第2話 宵宮

二 宵宮


八年前、四十年ぶりに小学校の同窓会で再会した俺と雪乃。その当時の俺にはまだ辛うじて家庭があり、仕事は順調で遊びの方はもっとお盛んな不良中年で御座いました。

雪乃は二度の離婚で五人の母親。まだ一人手のかかる子供が居て朝から晩まで働いて、母子家庭を支えていた。

再会始めのころは年に一、二度娘連れで一緒にお神輿担ぐ程度の交流だった。

年々会う回数も増えてはきたが、まだまだ雪乃も母子家庭を支える身。中々会う機会にも恵まれず三年の月日が過ぎた。

俺もその頃、息子が二人とも大学を卒業して就職したのを機に女房から離婚を切出され、独身中年男子となっていた。


そんな時の鳥越祭りの土曜日、俺の実家の一階事務所が昔から担ぎ仲間の詰め所になっている。宵宮(夜出立するお神輿)を担ぐ仲間や後輩達に雪乃の娘家族、勿論雪乃も集まっていた。宵宮の時間になり皆は神輿を担ぎに出て行ったが、仕事帰りで急いで来た雪乃が『道ちゃん少し吞んでていい?』って言ってきた。

ちょいと仕事疲れのご様子だった。

この歳になっても毎年神輿前で喧嘩をしちゃう俺は自粛の意味で今年の宵宮は担ぐ気が無く「いいよ!俺も付き合うから」と一緒にグラスを傾けた。

暫くは仕事の話や近況について話していたが雪乃の野郎がポツリポツリと昔話を始めやがった。勿論俺との想い出話。

『あたしと道ちゃんて不思議な関係だよね』

『四十年も別々の人生送って来たのに何の違和感も無くこうして逢えてるし。何度裏切られても許しちゃうし』

「おいおい!何度もって、一度きりだろ!」

「そん時だってソレが原因でお前に振られたろ!」

『だってあたしと初めてした後、直ぐに他の女のとこ行ったじゃない!』

俺と雪乃は幼馴染で十四の歳に初めて同士で結ばれた。

「だからそれはお前の勘違いだよ!そもそも初めての時は一ノ宮の件があってお前に振られた後で、付き合っていなかったんだぞ!」

『そぉ~だったっけ?』

「そぉ~なの!」

「意外と人の記憶って間違ってるんだよ。嫌な記憶があると消しちまったりとか、塗り替えちまうとかって不思議なんだよ」

『あたしずぅ~と勘違いしてた』

『でも一回は裏切ったよね!』

「だからそれは連絡取れなくなって、、、分かった!俺が悪かった!でももう時効だろ!」


『あたしにとって一番大事な素敵な想い出』

『あんたが初めてでホントに良かった』

唐突に瞳を潤ませた雪乃が言い出した、、、

外から聞こえる神輿を担ぐ担ぎ手の掛け声と神酒所から流れるお囃子のBGM、町中祭り一色の雰囲気にちょっとセンチになっていたのかもしれやせん。

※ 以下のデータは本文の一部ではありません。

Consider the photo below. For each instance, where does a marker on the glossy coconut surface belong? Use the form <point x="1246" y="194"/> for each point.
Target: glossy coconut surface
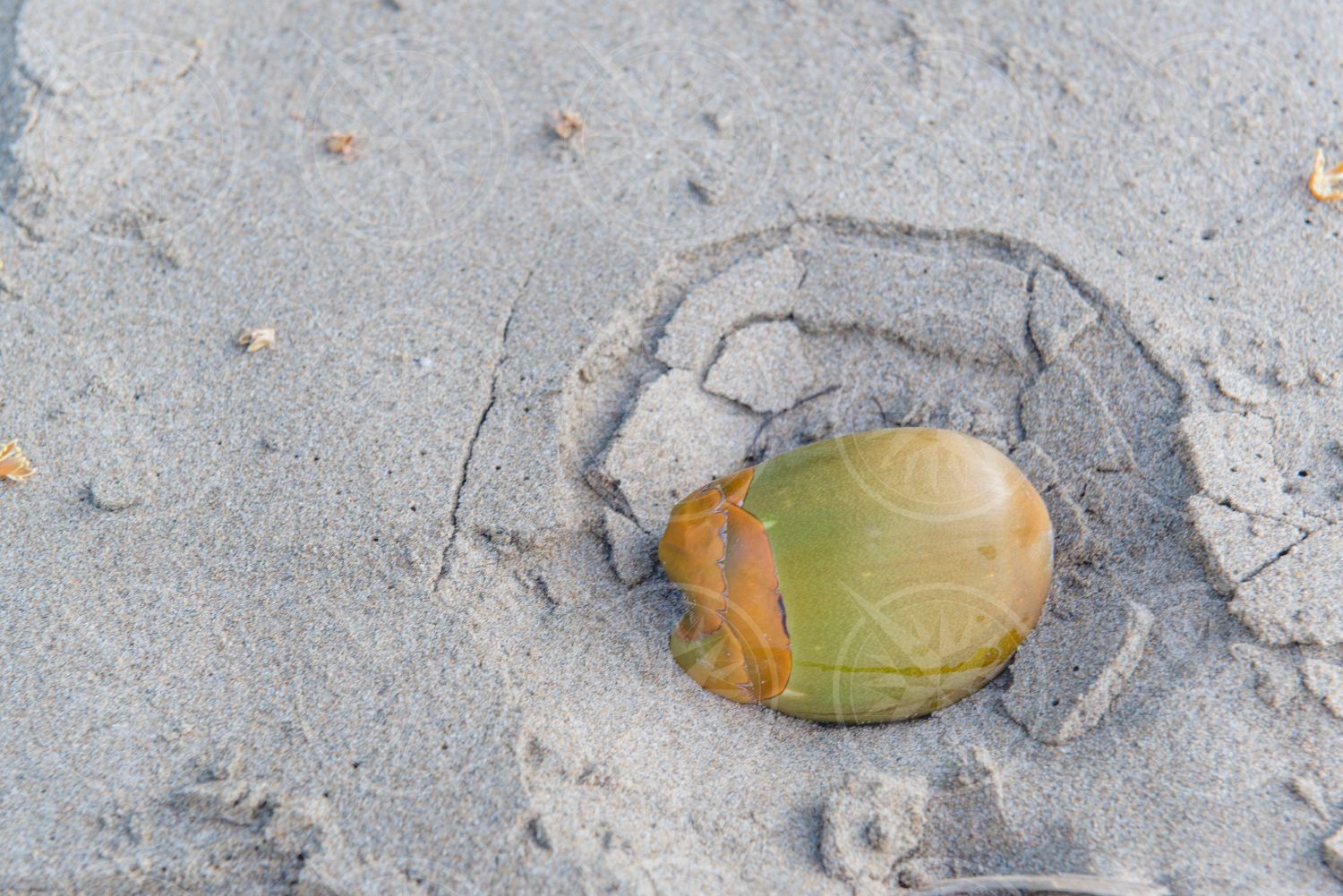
<point x="907" y="566"/>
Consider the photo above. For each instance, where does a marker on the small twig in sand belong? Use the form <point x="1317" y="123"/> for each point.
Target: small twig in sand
<point x="13" y="465"/>
<point x="257" y="338"/>
<point x="1074" y="884"/>
<point x="771" y="418"/>
<point x="1326" y="185"/>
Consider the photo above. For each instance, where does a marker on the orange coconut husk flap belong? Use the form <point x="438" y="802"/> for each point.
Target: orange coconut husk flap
<point x="733" y="640"/>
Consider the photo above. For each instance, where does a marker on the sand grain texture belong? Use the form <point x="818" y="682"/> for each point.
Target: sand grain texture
<point x="376" y="610"/>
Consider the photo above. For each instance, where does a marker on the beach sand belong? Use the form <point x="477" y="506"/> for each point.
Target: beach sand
<point x="375" y="609"/>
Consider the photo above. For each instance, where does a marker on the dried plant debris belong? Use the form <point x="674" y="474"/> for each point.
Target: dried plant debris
<point x="257" y="338"/>
<point x="1326" y="185"/>
<point x="567" y="125"/>
<point x="13" y="465"/>
<point x="341" y="144"/>
<point x="1072" y="884"/>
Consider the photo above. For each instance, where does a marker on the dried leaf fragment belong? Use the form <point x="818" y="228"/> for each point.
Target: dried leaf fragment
<point x="341" y="144"/>
<point x="569" y="125"/>
<point x="1326" y="185"/>
<point x="257" y="338"/>
<point x="13" y="465"/>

『道ちゃん!あんたがモテなくなって誰にも相手にされなくなったら、あたしがあんたの面倒みてあげるから!』

「どうした突然に?」

『何となく言ってみただけ』

「あいも変わらず素直じゃないねえ」

『あんただけには言われたくない!』

「やっぱり神輿担ごうかな?」

何だか雪乃の“あんたの面倒、、、”を聞いた俺は無性に神輿が担ぎたくなった。

『早く支度してきなさいよ!』

『あんたの祭り姿は誰よりも粋で恰好が良いんだから!ほら、早く早く』


ちょいと視線を外しておいらも呟いた。

「雪乃!俺もお前が初めてでホントに良かった」


『ちゃんと顔見て言いなさいよ!』

女も五十過ぎるとかなり強くなりやす。


支度を済ませた俺は雪乃と二人、皆の集まっている神輿場へ向かった。

実家を出て思い出の小学校を過ぎた時、雪乃の野郎が手を繋いできやがった。


四十年前の鳥越祭りの時もこうしてこの道を二人で手え繋いで歩いたっけなあ、、、

握った手には明らかに時の流れが感じられた

“お互い知らず知らずに歳だけ喰っちまいやがった”とい独りごちしながらもしっかりと雪乃の手を握り締めた。


“きっと爺さんと婆さんになってもこうして手え繋いで歩いているんだろうなあ”


ふとそんな事が頭をよぎりやがった。


俺らが通ったまんまの小学校とちょいとサッパリしちまった公園を横目で眺めていると、遠い記憶のやんちゃだった自分とランドセル背負って元気に走り回っている雪乃の姿が瞼の奥に蘇ってきた。